第17話 キーマスター
「君たちはまだ、自分の力の本当の意味を理解していない……」
謎の男は、冷たい笑みを浮かべながら、目の前に不思議な光を放つキーボードを呼び出した。それはまるで現実を超越した存在のように、空中に浮かび上がり、輝いている。
「これは……なんだ?」
俺はその異様な光景に言葉を失った。キーボードのキーを軽く叩いた瞬間、周囲の空気が一変し、まるで時間がゆっくり流れているかのように感じた。

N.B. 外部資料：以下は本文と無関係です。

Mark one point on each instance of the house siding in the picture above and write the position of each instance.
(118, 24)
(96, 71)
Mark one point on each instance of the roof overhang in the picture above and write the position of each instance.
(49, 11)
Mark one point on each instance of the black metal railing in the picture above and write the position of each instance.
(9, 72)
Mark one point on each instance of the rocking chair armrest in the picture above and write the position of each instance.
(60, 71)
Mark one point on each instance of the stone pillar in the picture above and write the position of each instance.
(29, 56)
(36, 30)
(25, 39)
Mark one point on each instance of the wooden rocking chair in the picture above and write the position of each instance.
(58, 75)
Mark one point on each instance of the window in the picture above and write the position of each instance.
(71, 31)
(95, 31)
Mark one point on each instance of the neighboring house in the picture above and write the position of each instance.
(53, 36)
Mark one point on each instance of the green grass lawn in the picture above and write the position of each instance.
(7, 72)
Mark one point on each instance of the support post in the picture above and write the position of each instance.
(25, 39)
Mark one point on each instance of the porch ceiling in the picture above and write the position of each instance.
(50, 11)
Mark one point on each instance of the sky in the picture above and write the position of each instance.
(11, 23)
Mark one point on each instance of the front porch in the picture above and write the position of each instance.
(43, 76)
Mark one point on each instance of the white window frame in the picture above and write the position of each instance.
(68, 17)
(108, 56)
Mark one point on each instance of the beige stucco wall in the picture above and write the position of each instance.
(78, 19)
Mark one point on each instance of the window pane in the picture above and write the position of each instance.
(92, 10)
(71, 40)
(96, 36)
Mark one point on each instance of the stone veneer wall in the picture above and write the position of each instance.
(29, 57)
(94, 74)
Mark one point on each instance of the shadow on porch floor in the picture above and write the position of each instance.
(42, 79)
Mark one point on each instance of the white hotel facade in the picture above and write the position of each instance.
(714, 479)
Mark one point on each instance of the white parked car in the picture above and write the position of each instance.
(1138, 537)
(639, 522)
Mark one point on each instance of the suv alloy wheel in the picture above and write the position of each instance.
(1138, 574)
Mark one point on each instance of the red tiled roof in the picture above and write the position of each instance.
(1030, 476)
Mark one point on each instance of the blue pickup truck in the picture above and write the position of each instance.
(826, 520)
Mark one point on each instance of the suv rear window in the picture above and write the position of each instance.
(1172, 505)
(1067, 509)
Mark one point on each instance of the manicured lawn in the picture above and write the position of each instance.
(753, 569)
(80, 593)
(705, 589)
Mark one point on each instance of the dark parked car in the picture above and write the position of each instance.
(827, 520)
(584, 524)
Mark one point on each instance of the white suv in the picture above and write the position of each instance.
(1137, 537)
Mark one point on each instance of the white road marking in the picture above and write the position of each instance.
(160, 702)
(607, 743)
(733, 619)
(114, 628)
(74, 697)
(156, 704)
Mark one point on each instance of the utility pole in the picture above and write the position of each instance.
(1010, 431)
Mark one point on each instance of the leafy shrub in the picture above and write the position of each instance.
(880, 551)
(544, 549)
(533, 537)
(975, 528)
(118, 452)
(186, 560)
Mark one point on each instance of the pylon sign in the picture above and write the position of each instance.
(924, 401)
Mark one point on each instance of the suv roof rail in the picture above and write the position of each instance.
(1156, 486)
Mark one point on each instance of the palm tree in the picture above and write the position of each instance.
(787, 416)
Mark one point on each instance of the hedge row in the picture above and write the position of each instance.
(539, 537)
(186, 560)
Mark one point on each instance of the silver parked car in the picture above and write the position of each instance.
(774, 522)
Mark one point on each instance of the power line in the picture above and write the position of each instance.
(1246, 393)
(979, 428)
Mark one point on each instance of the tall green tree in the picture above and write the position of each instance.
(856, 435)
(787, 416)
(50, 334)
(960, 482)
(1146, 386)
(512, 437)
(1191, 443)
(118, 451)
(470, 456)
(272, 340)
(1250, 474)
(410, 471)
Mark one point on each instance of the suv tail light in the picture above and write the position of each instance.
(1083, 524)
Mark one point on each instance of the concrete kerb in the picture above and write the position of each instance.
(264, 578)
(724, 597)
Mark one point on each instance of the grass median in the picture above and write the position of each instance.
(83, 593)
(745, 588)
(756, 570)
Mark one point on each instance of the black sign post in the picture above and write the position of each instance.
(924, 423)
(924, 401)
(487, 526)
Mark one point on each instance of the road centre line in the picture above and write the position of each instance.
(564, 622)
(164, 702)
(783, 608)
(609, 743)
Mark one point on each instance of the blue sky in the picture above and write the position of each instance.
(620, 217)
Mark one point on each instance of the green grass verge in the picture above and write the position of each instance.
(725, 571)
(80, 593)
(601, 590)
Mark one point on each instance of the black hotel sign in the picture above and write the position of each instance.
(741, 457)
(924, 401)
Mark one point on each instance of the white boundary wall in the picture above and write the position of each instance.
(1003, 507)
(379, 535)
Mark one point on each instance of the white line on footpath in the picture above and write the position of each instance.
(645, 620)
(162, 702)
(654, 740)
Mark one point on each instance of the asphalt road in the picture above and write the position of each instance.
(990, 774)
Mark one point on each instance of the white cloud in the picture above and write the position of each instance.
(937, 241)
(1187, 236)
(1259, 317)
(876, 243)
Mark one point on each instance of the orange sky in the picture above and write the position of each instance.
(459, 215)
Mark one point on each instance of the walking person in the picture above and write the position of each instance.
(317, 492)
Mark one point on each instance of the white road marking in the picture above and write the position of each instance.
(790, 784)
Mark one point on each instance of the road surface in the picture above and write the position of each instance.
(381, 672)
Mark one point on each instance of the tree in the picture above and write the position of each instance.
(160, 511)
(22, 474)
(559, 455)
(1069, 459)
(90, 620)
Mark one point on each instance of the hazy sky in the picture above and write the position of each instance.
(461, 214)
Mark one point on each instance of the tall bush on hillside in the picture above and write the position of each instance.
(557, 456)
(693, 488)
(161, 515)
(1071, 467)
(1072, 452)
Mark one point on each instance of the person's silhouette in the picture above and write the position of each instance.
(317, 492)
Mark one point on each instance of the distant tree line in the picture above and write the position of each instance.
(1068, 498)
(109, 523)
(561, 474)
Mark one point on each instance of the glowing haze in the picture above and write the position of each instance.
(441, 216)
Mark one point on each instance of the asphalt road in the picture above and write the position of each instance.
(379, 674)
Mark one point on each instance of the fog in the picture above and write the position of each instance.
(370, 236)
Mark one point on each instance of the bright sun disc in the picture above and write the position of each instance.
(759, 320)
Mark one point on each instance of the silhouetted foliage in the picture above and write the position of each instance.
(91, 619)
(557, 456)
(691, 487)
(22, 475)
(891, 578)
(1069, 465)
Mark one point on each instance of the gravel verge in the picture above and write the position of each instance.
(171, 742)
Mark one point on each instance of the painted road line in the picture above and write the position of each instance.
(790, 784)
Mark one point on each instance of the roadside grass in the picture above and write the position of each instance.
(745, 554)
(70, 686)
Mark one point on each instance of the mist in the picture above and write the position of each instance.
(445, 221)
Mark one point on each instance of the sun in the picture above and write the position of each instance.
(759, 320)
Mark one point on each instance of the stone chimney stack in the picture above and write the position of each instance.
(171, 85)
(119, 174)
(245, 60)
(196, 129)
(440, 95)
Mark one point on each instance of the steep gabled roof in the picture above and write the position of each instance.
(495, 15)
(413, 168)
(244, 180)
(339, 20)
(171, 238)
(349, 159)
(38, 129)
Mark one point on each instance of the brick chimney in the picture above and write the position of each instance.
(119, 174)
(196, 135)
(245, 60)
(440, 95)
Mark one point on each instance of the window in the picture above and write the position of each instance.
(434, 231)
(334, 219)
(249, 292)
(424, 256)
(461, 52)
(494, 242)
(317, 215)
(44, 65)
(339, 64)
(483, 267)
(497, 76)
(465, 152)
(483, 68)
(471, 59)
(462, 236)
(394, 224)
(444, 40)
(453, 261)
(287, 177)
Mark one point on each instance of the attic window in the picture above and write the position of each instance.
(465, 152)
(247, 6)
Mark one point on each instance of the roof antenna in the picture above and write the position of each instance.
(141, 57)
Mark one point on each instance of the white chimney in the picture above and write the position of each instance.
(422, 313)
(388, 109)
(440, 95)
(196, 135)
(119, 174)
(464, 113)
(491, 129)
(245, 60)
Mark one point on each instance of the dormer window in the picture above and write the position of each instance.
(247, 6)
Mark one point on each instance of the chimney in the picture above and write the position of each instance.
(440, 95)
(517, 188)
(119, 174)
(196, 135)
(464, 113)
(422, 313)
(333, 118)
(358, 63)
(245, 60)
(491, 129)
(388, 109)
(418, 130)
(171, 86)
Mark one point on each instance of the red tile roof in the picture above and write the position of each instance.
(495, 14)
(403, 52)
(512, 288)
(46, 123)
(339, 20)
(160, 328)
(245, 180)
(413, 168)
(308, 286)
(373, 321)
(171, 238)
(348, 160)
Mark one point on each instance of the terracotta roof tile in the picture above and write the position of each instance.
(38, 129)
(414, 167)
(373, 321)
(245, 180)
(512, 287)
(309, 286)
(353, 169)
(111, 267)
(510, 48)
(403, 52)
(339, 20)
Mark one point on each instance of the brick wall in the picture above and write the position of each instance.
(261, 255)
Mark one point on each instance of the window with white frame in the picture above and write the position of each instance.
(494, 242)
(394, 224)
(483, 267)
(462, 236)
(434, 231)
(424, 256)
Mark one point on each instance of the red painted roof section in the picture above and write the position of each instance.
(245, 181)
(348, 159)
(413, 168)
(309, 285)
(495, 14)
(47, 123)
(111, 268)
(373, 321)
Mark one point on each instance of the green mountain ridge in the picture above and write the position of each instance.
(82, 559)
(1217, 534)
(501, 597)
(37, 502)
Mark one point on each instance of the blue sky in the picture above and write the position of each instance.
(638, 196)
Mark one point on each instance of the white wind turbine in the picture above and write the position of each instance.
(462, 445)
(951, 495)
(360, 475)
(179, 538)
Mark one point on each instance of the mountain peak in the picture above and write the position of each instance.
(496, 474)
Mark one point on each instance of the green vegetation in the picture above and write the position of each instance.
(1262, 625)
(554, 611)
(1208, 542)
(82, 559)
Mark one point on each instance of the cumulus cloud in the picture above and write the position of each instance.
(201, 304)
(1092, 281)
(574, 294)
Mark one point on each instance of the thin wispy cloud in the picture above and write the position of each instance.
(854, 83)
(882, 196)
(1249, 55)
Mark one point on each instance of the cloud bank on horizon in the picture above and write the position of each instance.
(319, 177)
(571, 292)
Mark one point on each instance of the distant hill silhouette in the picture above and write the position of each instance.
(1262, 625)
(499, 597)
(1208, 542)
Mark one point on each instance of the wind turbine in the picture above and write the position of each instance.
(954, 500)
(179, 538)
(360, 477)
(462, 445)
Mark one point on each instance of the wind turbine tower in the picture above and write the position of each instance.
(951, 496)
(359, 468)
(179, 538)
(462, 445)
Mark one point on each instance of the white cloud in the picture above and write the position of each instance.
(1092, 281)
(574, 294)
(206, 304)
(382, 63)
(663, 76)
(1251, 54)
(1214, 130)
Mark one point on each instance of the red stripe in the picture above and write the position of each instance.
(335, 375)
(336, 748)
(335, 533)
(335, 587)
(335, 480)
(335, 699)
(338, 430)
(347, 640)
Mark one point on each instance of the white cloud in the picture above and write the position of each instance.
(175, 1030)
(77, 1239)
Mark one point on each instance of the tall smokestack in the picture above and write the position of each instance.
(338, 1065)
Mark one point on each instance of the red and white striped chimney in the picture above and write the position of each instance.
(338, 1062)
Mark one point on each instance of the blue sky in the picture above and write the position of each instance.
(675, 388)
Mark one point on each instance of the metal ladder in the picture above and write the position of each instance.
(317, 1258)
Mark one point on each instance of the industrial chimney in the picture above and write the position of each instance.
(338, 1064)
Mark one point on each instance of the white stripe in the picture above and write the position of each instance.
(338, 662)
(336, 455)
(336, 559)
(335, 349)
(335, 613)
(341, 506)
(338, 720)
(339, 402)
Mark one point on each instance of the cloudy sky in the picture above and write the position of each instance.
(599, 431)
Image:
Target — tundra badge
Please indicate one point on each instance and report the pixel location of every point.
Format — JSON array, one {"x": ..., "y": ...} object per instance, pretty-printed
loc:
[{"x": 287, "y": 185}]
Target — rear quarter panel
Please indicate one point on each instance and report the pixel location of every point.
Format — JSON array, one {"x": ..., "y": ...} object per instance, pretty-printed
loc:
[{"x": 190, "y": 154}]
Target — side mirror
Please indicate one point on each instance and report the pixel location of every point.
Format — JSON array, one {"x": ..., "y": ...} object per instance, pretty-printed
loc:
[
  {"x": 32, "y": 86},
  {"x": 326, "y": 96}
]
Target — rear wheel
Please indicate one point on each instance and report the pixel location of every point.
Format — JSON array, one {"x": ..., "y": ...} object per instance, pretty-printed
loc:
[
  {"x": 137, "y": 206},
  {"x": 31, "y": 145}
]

「たった一つのキー操作で、現実を変えることができるのさ。君たちが動けなくなることも、簡単だ」
男はキーボードを見ながら微笑み、指をいくつか動かすと、俺たちの身体が突然重くなった。動こうとしても、まるで足に重りがつけられたかのように動けない。
「くそ、動けない……!」
俺は全力で足を動かそうとしたが、何も変わらなかった。仙台も桐生も同様に苦しんでいる。桐生が必死に視覚を強化しようと目を凝らすが、その力さえも抑え込まれているようだ。
「無駄だよ。『動きを遅くする』とキーボードで入力してある。君たちは、私の指示通りに動くしかないんだ」
男は冷ややかにそう言いながら、再びキーボードを打ち続けた。彼の指が次のキーに触れるたびに、俺たちの世界は歪んでいく。
「……こんな……力が……!」
俺はなんとかして動こうと努力したが、その力の前では無力だった。全身にのしかかる重圧に耐えながら、必死に何か突破口を探していた。